Sunday, March 22, 2015
So is Uber ($40 billion) really worth more than insurers Aetna ($38 billion), Prudential ($38 billion), or grocer Kroger ($37 billion)? Probably not, but venture capital valuations can be quite tricky. A recent article discusses some of the fuzziness associated with valuing a private company. In fact, some venture capitalists argue that the valuation of private companies is just a placeholder. Snapchat, the photo-messaging app, has a $15 billion valuation, yet the company has almost no revenues to speak of.
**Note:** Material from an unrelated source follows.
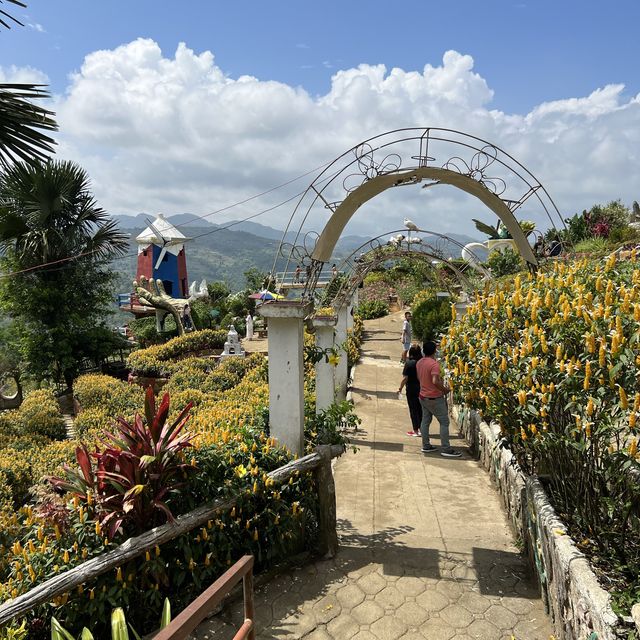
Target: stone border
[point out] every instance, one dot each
(577, 604)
One reason for the extraordinarily high valuation of private companies is that VCs often have deals that protect them going forward.
With the recent low interest rates, investors are searching for yields. As a result, borrowers are able to reduce protections offered to lenders. Moody's Investors Services tracks bond covenants and recently the Moody's Bond Covenant Index reached 4.51, a record high. In this index, 1 indicates the strongest covenants, while 5 indicates very weak covenants. In other words, investors are willing to give up protection in an effort to increase yields.
Wednesday, March 4, 2015
Actavis completed its $21 billion bond offering yesterday. The bond issue, which will be used to pay for the company's acquisition of Allergan, was the second largest corporate bond issue ever. Although you might think that it was difficult for Actavis to sell $21 billion in debt, the company received offers to purchase $90 billion in bonds. The high demand for the bonds proved to be a benefit to investors in the bonds, as the market value of the bonds increased by $334 million today in the first day of trading.
As we mention in the textbook, capital spending is often cyclical. For example, although the recent drop in oil price is welcome news at the gas pump, it is bad news for Exxon's capital budgeting. Exxon said that it may delay some investments if oil prices stay low. Even though Exxon's projects are long-term, a short-term decrease in the price of oil can still affect the profitability of a new project. In a filing last week, Exxon announced that its capital spending in the next several years would only be $34 billion, down from a previously announced capital budget of $37 billion.
Eight of the largest U.S. tech companies increased overseas cash balances by $69 billion last year. In fact, overseas cash held by U.S. firms grew to $2.10 trillion during 2014, up 8 percent from 2013. The high U.S. tax rate is the reason for the cash holdings, although several companies took a tax hit in 2014 to repatriate earnings. For example, Duke Energy repatriated $2.7 billion in foreign earnings, but paid $373 million in taxes to do so. GE still has the largest offshore cash balance, at an astounding $119 billion.
Tuesday, March 3, 2015
A recent video on Bloomberg might be of interest to those of you who invest in NASDAQ stocks. The video discusses whether the PE of the NASDAQ is too high and if there is a bubble on the NASDAQ.
With companies holding record amounts of cash, banks may be reporting record earnings as the Commonwealth Bank of Australia estimates that about one quarter of bank deposits worldwide are earning negative interest rates. Switzerland and Denmark lead the pack, with savings account rates of negative .75 percent. Previously, zero percent was seen as the lower bound for savings rates, but some analysts argue that the new lower bound is considerably lower than negative .75 percent.